10年ほど前、70歳のAさんが、諏訪中央病院緩和ケア病棟に入院してきました。すい臓がんが骨にも転移し、末期の状態でした。

彼は自分の命が長くないことを理解し、受け入れていました。そのうえで、一つだけやりたいことがある、と言いました。

「もう一度、スキーをしたい」

定年退職後、蓼科の自然が気に入って移り住んでいました。

そこでスキーを楽しみ、若い人たちとも親しくなったといいます。

「それなら、ぜひ、実現しましょう」

ぼくもスキー好き。スキーをする日を決めました。彼の仲間たちや病院の看護師らも、その日のために準備を始めました。もちろん、だれより心待ちにしていたのはAさんでしょう。

ところがその目前、がんが脊髄にも広がり、Aさんの足は動かなくなってしまったのです。断念せざるを得なくなりました。

仲間たちがスキー場の雪を雪だるまにして、彼の病室のベランダに置きました。Aさんは感謝してくれましたが、周りのぼくたちには後悔が残りました。

ぼくはこの経験から、限りがある人生を悔いなく送りたい、とあらためて思いました。

 
92歳になってもスキーができる健康づくり

ぼくは、今70歳。いつお迎えが来てもいいのですが、それまでは元気でいたいと思っています。つまり、コロリと逝くまでは、ピンピンしていたい、ということです。合言葉はPPK。そこで、次のような目標を立てました。

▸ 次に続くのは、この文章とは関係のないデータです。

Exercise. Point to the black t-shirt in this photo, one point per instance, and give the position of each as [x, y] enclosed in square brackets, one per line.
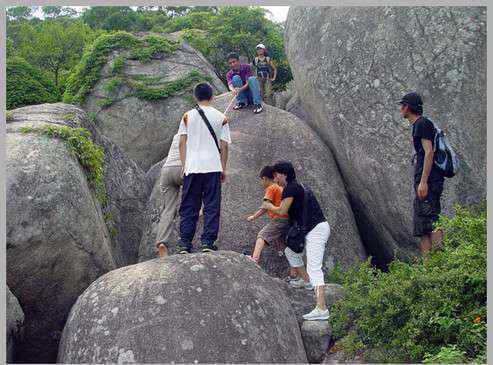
[423, 128]
[295, 212]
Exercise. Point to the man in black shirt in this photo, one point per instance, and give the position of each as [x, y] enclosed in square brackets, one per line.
[317, 228]
[428, 183]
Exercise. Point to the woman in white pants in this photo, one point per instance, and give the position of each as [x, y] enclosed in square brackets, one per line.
[318, 234]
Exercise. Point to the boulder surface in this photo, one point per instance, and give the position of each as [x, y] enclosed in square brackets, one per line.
[367, 58]
[198, 308]
[140, 105]
[14, 321]
[259, 140]
[59, 238]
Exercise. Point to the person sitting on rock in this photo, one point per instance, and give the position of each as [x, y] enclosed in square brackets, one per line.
[243, 84]
[204, 161]
[275, 231]
[266, 71]
[317, 228]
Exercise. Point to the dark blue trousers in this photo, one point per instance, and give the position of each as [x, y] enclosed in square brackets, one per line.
[198, 188]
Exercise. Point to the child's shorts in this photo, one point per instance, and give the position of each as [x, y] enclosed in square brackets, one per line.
[275, 232]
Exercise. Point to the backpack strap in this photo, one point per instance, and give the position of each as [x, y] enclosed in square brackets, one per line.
[306, 196]
[211, 130]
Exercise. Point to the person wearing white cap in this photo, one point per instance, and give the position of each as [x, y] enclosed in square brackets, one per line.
[266, 71]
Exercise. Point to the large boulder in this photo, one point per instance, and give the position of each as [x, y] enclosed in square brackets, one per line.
[202, 308]
[59, 237]
[14, 321]
[366, 58]
[290, 101]
[316, 335]
[142, 90]
[259, 140]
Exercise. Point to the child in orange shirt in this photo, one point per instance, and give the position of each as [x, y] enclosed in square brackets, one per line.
[275, 231]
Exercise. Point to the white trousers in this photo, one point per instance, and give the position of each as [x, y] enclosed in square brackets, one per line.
[315, 248]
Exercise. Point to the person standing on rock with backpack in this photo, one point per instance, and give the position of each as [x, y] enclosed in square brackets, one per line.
[243, 84]
[309, 231]
[266, 72]
[428, 180]
[204, 139]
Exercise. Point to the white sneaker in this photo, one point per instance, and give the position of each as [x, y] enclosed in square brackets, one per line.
[300, 283]
[317, 315]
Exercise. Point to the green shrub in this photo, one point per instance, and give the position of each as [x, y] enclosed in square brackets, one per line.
[9, 115]
[87, 72]
[113, 84]
[142, 91]
[89, 154]
[428, 310]
[28, 85]
[105, 102]
[117, 65]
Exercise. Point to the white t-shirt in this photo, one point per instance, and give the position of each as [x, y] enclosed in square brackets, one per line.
[173, 158]
[202, 155]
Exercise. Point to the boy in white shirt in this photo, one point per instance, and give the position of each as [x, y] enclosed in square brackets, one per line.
[204, 158]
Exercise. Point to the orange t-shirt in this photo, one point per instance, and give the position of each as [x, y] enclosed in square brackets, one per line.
[273, 193]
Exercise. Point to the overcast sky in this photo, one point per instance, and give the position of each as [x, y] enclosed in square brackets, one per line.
[278, 13]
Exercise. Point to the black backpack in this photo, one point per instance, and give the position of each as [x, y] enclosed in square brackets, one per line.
[295, 237]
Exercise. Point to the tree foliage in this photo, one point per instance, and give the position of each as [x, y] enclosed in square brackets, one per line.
[431, 311]
[27, 85]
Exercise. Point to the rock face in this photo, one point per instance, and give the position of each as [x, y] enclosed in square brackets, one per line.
[367, 58]
[259, 140]
[316, 335]
[58, 240]
[316, 338]
[144, 127]
[290, 101]
[14, 321]
[205, 308]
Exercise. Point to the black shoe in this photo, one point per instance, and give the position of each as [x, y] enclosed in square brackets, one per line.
[239, 106]
[208, 248]
[183, 250]
[258, 108]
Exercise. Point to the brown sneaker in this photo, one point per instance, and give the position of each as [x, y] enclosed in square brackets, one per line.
[162, 250]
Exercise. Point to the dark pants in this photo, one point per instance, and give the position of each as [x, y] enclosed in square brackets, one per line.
[426, 211]
[198, 188]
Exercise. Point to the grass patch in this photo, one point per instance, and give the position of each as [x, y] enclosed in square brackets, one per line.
[430, 311]
[113, 84]
[172, 88]
[105, 102]
[26, 129]
[9, 115]
[88, 71]
[79, 144]
[117, 65]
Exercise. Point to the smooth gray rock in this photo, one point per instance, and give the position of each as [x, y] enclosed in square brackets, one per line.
[259, 140]
[204, 308]
[14, 321]
[152, 175]
[57, 241]
[316, 338]
[144, 129]
[58, 238]
[366, 58]
[303, 300]
[316, 334]
[290, 101]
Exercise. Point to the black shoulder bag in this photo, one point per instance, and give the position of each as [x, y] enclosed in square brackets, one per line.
[295, 238]
[204, 118]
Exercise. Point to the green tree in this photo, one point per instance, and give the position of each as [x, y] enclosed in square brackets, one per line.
[27, 85]
[51, 11]
[55, 46]
[19, 12]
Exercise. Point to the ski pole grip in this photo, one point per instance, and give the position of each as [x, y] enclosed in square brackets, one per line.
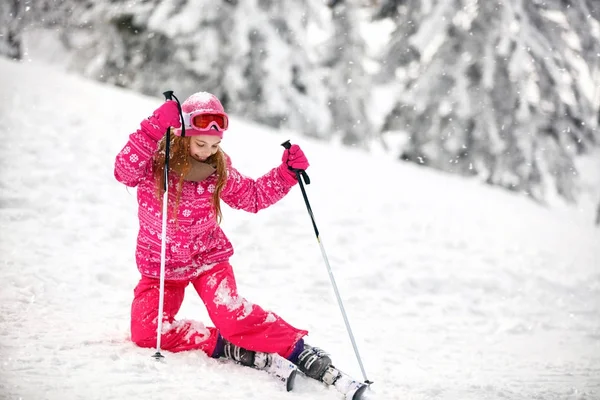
[168, 95]
[299, 172]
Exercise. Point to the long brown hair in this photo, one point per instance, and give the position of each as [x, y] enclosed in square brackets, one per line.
[180, 165]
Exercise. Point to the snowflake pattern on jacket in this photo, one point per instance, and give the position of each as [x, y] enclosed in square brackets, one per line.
[195, 242]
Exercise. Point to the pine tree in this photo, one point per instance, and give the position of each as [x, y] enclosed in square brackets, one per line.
[499, 90]
[11, 22]
[348, 83]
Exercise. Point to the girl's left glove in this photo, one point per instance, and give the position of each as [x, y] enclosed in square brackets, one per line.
[293, 159]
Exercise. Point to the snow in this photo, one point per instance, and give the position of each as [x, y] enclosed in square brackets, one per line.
[454, 289]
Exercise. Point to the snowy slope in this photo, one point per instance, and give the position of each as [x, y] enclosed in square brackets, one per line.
[454, 290]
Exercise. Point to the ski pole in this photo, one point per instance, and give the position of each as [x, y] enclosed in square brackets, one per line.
[163, 245]
[300, 175]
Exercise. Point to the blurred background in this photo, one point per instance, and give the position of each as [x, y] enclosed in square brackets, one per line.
[506, 92]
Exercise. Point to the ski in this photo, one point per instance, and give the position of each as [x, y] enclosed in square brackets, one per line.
[278, 367]
[344, 383]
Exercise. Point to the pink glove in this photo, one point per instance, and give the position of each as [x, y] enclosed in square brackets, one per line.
[167, 115]
[292, 159]
[163, 117]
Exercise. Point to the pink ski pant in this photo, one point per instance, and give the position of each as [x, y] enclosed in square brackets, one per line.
[242, 323]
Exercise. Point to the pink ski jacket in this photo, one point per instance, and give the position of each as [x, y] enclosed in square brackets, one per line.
[195, 242]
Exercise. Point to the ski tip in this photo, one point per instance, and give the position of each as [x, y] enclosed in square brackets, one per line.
[290, 380]
[358, 395]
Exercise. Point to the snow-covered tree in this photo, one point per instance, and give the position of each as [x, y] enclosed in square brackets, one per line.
[252, 54]
[348, 82]
[11, 22]
[498, 89]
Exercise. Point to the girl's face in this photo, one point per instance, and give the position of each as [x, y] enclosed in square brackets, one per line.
[203, 146]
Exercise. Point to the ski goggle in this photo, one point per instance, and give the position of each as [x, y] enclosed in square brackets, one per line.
[204, 121]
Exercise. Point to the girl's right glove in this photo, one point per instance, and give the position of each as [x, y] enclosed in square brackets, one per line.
[293, 159]
[167, 115]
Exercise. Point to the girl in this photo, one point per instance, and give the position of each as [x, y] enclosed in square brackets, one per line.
[197, 250]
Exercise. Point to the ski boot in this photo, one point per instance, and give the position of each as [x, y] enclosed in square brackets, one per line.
[275, 365]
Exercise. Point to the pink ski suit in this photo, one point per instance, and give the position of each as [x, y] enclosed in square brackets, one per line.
[197, 252]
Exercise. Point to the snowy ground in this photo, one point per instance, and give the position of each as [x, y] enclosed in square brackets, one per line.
[454, 290]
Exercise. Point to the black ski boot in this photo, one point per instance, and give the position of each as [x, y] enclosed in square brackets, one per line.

イラク戦争後、イラクの子どもたちの医療支援を続けてきましたが、80歳まで難民キャンプで診察できるような体力を維持したい。
 
85歳になっても大好きなジャズを聞きにライブハウスに行きたい。地下にあるライブハウスにも1人で降りていけるような足腰をもっていたい。
 
90歳になっても、紅テントの唐組(※劇団唐組。主宰は劇作家の唐十郎さん)の芝居を見たい。そして、92歳になっても、カッコよくスキーを続けていたい。何歳でもいい。スキーをしながら心筋梗塞でも起きて、死ぬんだったら本望です。「納得死」です。

最後まで自分らしく、好きなことを続けるには、元気に動き回れる体と心づくりが大切です。

 
運動とたんぱく質で「貯筋」

これらの夢を実現するために、毎日していることがあります。

一つは、運動とたんぱく質で「貯筋」をすること。

この連載でも紹介しましたが、ぼくは毎日、スクワットや鎌田式かかと落とし(※)をやっています。週2回はジムに通い、太ももの筋肉などを強化してきました。運動習慣は、"動ける体"ピンピンを維持するためには、重要な習慣です。


※鎌田式かかと落しの方法
1.背筋を伸ばして立つ。
2.両足のかかとを上げて3秒キープ。
3.かかとをストンと落とす。これを1日30回行う

関連記事:「人生100年時代。「鎌田式スクワット」「かかと落とし」で貯筋、骨活を続けよう/鎌田實」

 
筋肉を維持・増強するにはたんぱく質も必要です。

ぼくは肉が好きで、焼き肉やステーキをよく食べます。でも、毎日の食事で、肉だけでたんぱく質を摂ろうとすると、相当の量の肉を食べなければなりません。魚や卵、乳製品、大豆製品など、できるだけ多種類の食品から、たんぱく質を摂るようにしています。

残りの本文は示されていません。